酷な言い方かもしれないが、帰国の望みはないだろう。家族にも会えない。このままこの地で…。
希望を失わせないでいてくれた人が…。
それでも希望を…?
いや、本心は絶望のどん底。
たが、希望は捨てない。
この場合の希望とは、帰国や家族との再会ではなく、命尽きるその時まで生き続ける事。
私が生きた、家族を愛した、その証し。
山本氏の逸話が後世に残されているのは、ここから。
仲間たちの勧めで遺書を書く。今の気持ち、母へ、子供たちへ、妻へ。
が、手紙以外の物書きはスパイ容疑とされる。せっかく書いた遺書も没収される。
どうしたら家族に届けられる…?
遺書は四通。それを一人一通、四人で暗記。帰国して、家族に伝える。
何故彼らはそうまでして山本氏の為に…?
そこに理由など必要ない。その心は分かる。誰だって。
そして遂に“その時”が…。
その滲み出る人となり、信念、仲間や家族への思い。病魔に蝕まれていく様…。
二宮和也が演技派としての実力を存分に発揮。
松坂桃李、中島健人、安田顕、桐谷健太らも熱演魅せる。
日本で山本氏の帰国を待ち続ける妻・モジミ役の北川景子。子供たち。
本作はその昔TVドラマ化もされ、それとの違いとして家族愛を前面に出したそうだが(予告編からもそう見受けられる)、ちと家族の描写は弱かった気がする。圧倒的に仲間との絆の方に感動させられる。
史実より脚色や美談化された点もあるとか。
遂にの帰国の際、皆に可愛がられた犬クロが追い掛けて来たり、母を亡くした松田が母親への遺書を読むなど、これらも脚色かと思ったら、史実通りとは驚き。
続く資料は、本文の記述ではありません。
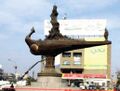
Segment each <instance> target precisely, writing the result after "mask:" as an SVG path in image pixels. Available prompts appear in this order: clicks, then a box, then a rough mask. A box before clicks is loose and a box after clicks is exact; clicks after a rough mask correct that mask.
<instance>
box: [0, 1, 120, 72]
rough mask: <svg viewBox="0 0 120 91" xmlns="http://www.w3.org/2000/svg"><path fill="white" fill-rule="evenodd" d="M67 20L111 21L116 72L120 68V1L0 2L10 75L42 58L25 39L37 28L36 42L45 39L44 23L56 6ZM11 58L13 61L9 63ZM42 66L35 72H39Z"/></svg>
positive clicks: (61, 17)
mask: <svg viewBox="0 0 120 91" xmlns="http://www.w3.org/2000/svg"><path fill="white" fill-rule="evenodd" d="M54 4H56V5H57V6H58V12H59V16H58V19H62V18H63V16H64V14H66V15H67V19H107V29H108V31H109V40H111V41H112V57H111V60H112V71H116V70H118V69H120V62H119V57H120V37H119V36H120V10H119V8H120V0H0V64H2V66H3V68H4V70H5V71H6V72H14V68H13V66H14V65H15V64H17V66H18V71H19V72H21V73H22V72H24V71H26V70H27V69H28V68H29V67H30V66H31V65H32V64H33V63H35V62H36V61H39V59H40V56H34V55H32V54H31V53H30V52H29V48H28V46H27V45H26V43H25V41H24V39H25V36H26V35H27V34H28V33H29V32H30V29H31V28H32V27H33V26H34V27H35V30H36V33H35V34H34V35H33V38H35V39H40V38H42V39H44V28H43V27H44V26H43V24H44V20H45V19H50V14H51V10H52V7H53V5H54ZM8 59H11V60H12V61H9V60H8ZM38 69H39V68H38V67H37V68H35V69H34V70H35V72H36V73H37V72H38Z"/></svg>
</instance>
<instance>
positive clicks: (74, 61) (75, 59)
mask: <svg viewBox="0 0 120 91" xmlns="http://www.w3.org/2000/svg"><path fill="white" fill-rule="evenodd" d="M81 57H82V53H78V52H75V53H73V58H74V64H75V65H79V64H81Z"/></svg>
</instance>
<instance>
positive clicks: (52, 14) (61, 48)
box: [25, 5, 111, 76]
mask: <svg viewBox="0 0 120 91" xmlns="http://www.w3.org/2000/svg"><path fill="white" fill-rule="evenodd" d="M57 16H58V12H57V6H56V5H54V6H53V10H52V14H51V16H50V17H51V21H50V22H51V24H52V28H51V30H50V31H49V35H48V36H46V38H45V39H44V40H32V39H31V35H32V34H33V33H34V32H35V30H34V28H32V29H31V32H30V33H29V34H28V35H27V36H26V38H25V41H26V43H27V45H28V46H29V48H30V52H31V53H32V54H34V55H44V56H45V57H46V65H45V70H44V71H43V72H41V73H39V74H38V75H39V76H61V74H59V73H56V72H55V66H54V58H55V56H56V55H58V54H60V53H62V52H64V51H69V50H74V49H80V48H88V47H92V46H99V45H106V44H111V42H110V41H108V40H107V38H106V40H105V41H85V40H82V39H81V40H80V39H79V40H78V39H71V38H68V37H67V36H63V35H62V34H61V33H60V31H59V23H58V21H57ZM106 35H107V34H106Z"/></svg>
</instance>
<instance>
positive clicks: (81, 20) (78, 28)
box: [44, 19, 106, 37]
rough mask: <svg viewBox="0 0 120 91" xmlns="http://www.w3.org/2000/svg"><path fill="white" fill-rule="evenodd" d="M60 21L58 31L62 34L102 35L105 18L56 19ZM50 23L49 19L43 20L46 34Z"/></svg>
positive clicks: (50, 26) (48, 32) (48, 29)
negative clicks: (90, 18) (96, 18)
mask: <svg viewBox="0 0 120 91" xmlns="http://www.w3.org/2000/svg"><path fill="white" fill-rule="evenodd" d="M58 22H59V23H60V28H59V30H60V32H61V33H62V34H63V35H67V36H69V35H70V36H74V35H79V36H80V37H90V36H91V37H93V36H94V37H95V36H97V37H103V36H104V32H105V28H106V20H105V19H76V20H75V19H74V20H58ZM51 27H52V25H51V24H50V21H49V20H45V22H44V30H45V31H44V34H45V35H48V34H49V31H50V30H51Z"/></svg>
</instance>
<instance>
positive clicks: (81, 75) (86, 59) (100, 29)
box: [45, 19, 111, 79]
mask: <svg viewBox="0 0 120 91" xmlns="http://www.w3.org/2000/svg"><path fill="white" fill-rule="evenodd" d="M59 23H60V32H61V33H62V34H63V35H66V36H68V37H70V38H72V39H80V40H85V41H105V40H106V39H107V38H108V31H107V30H106V20H101V19H97V20H96V19H88V20H87V19H80V20H59ZM50 28H51V25H50V22H49V21H48V20H46V21H45V35H48V33H49V31H48V30H50ZM105 35H107V37H105ZM58 60H59V61H60V70H61V72H62V73H63V78H65V77H70V75H69V74H71V73H72V74H73V75H74V74H77V75H74V76H76V77H80V78H104V79H109V78H110V75H111V44H109V45H101V46H94V47H89V48H84V49H77V50H71V51H67V52H64V53H61V54H60V55H58V57H57V58H56V62H57V61H58ZM66 74H67V75H66Z"/></svg>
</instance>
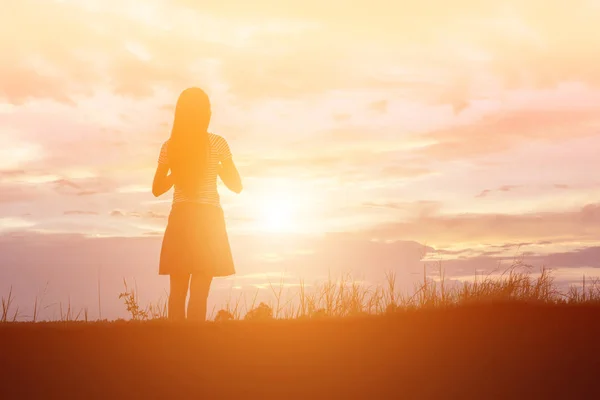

ベタでもある。瀬々監督が手掛ける感動作は時にベタになりがちな時もあるが、本作は及第点。
素直に感動させられた。
希望を捨てずに、生き続け、帰国する事が出来た。
自分では家族へ思いを伝える事は叶わなかったが、仲間がその思いを届けてくれた。
その思いを受け止め、残された私たちに出来る事は…
生き続ける事。希望を持って。
記憶する事。その思いを。
長く長く、いつまでも永遠に、あなたの思いを伝えていく。
山本幡男氏は歴史に名を残した偉人ではない。
が、氏が私たちに伝えた事は、どんな偉人の功績よりも遥かに尊い。